Cinnamon Rolls


  • 1 cup almond milk

  • 2 tsp apple cider vinegar

  • 4 tbsp coconut oil

  • 2¾ cup almond flour

  • 3 tbsp coconut sugar (plus extra for inside)

  • ½ tsp baking soda

  • 1½ tsp baking powder

  • ½ tsp himalayan salt

  • 1 tbsp cinnamon (plus extra for inside)


Icing : (optional)

  • 1 tbsp maple syrup

  • 2 tbsp almond milk

  • ¼ cup coconut butter


  1. Preheat oven to 200°C.

  2. Combine dry ingredients. (This is the dry preparation)

  3. Combine apple cider vinegar and almond milk and set aside for a few minutes. Then add coconut oil. (This is the wet preparation)

  4. Add the wet preparation to the dry preparation and mix until combined.

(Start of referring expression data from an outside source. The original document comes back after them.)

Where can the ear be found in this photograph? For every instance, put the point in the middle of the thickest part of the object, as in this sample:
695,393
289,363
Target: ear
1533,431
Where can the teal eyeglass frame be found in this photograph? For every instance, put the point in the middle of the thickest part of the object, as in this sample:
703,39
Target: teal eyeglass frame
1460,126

  5. Roll out the dough. Be careful - it will be sticky. May use tapioca flour underneath to prevent sticking.

  6. Sprinkle coconut sugar and cinnamon on the inside. I used about 3 tbsp of coconut sugar and 2 tbsp of cinnamon.

  7. Carefully roll the dough together, as tightly as you can.

  8. Using a knife cut the log into 2-inch rolls.

  9. Grease a baking pan with coconut oil. Place the above rolls in a greased baking pan.

  10. Bake at 200°C for 15-18 minutes or until golden brown.